Cet imam ne cache pas son idéologie réactionnaire basée sur les principes les plus rétrogrades. En 2009, lorsque le président Amadou Toumani Touré (ATT) a voulu apporter un semblant de toilettage au vieux code de la famille en vigueur au Mali, l’imam Dicko a brandi le Coran pour s’opposer à toute modification relative au statut de la femme. Pas question de relever l’âge minimum de mariage légal des jeunes filles (qui était alors fixé à 15 ans voire moins si les parents et le juge l’autorisaient). Pas question de relever la part de l’héritage des femmes et des filles en cas de décès du conjoint ou du père ni de modifier ou de supprimer la partie stipulant que la femme doit « obéissance à son mari ».

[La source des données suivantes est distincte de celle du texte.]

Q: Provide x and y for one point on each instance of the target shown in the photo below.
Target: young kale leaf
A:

Cet imam a mobilisé plusieurs dizaines de milliers de personnes dans les rues et dans le stade de Bamako pour exiger le retrait de ce nouveau code de la famille. ATT a fait marche arrière et l’a retiré alors qu’il venait d’être voté au parlement.
Ce qui était arrivé au président ATT en 2009 arriva aussi à IBK en décembre 2018 lorsque son ministre de l’Éducation nationale a voulu introduire à l’école publique quelques notions d’éducation sexuelle. L’imam Dicko a de nouveau multiplié les prêches dans les mosquées et mobilisé ses partisans contre l’introduction de soi-disant « valeurs occidentales » dans la jeunesse. Le président ami d’hier, est devenu la bête noire de l’imam.

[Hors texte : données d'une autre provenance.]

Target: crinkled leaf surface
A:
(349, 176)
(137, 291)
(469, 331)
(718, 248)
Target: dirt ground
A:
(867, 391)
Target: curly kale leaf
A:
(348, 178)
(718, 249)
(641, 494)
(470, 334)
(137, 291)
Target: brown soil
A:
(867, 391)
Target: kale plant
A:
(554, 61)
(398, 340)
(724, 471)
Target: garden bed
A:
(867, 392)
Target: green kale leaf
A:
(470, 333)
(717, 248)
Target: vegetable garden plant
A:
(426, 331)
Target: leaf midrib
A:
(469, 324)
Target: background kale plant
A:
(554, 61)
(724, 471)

Très rapidement, IBK a reculé devant la mobilisation en contredisant le projet de son ministre. Ce faisant, il n’a fait que renforcer la popularité de cet imam devenu au fil du temps, le point de convergence des opposants au régime. On trouve à ses côtés, de nombreux politiciens, des anciens Premiers-ministres ou ministres, déçus pour avoir été exclus par IBK ou pour n’avoir pas été choisis par lui, des dirigeants d’associations religieuses, des gens qui reprochent à IBK d’être « trop mou » face à la rébellion dans le Nord, d’être trop à la botte de la France, de ne pas être capable de juguler les mouvements terroristes, de « sacrifier » les soldats maliens, de sacrifier la scolarité de la jeunesse, d’utiliser ses soldats pour massacrer des villageois, etc.…
À cela il faut ajouter le ras-le-bol général contre le couvre-feu et contre l’aggravation des conditions d’existence d’une grande partie de la population, l’incapacité du pouvoir à faire fonctionner correctement l’eau et l’électricité, la corruption qui gangrène l’appareil d’État jusqu’au sommet, etc.

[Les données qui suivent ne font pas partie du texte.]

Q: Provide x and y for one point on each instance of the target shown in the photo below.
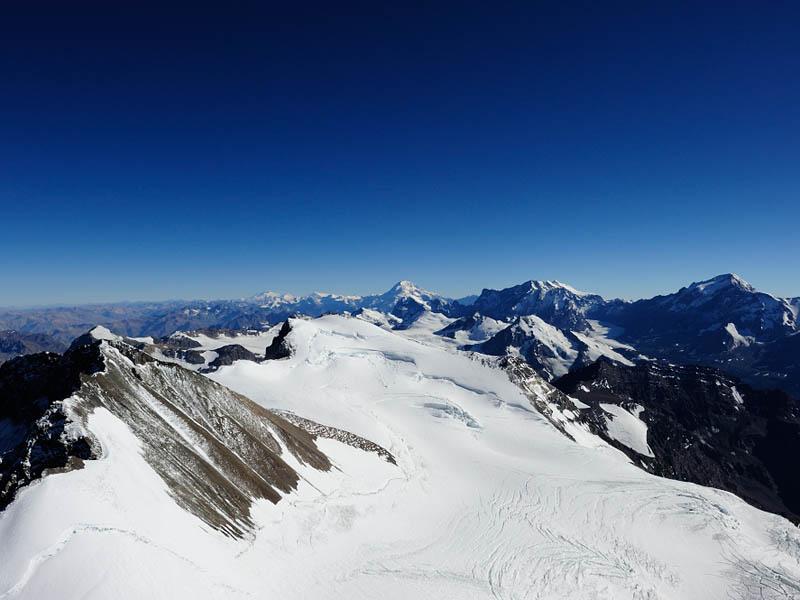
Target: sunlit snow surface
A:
(487, 500)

Au total cela fait beaucoup de mécontents, y compris au sein de l’appareil d’État et de l’armée. Cela explique peut-être le fait que dans la situation présente, IBK cherche plutôt le consensus et la négociation avec l’imam plutôt que la confrontation brutale.
Les travailleurs, qu’ils soient salariés de l’administration ou du secteur privé, ont aussi des choses à dire contre ce régime qui les méprise. Ils ont leurs revendications à faire valoir, concernant les salaires, les logements, la scolarité de leurs enfants, la cherté de la vie, etc.
L’État malien est entre les mains d’une clique plus apte à dilapider les caisses publiques pour son enrichissement personnel qu’à répondre aux besoins de la population. Mais les hommes politiques qui aujourd’hui sont regroupés derrière l’imam Dicko et qui demandent le départ d’IBK, ne valent pas mieux. Ils ont déjà « mangé » à sa table ou à celui de ses prédécesseurs. Aller à leur remorque et les aider à revenir au pouvoir ce serait comme si on leur donnait le bâton pour nous frapper.
La seule politique qui permettrait de défendre les intérêts présents et futurs des travailleurs serait celle qui leur permettrait d’agir en tant que classe sociale ayant des objectifs et des intérêts qui ne sont pas les mêmes que ceux des politiciens professionnels de la bourgeoisie. Si les travailleurs ne se dotent pas d’une organisation politique propre à leur classe sociale, ils risquent de servir de marchepied à leurs ennemis de demain.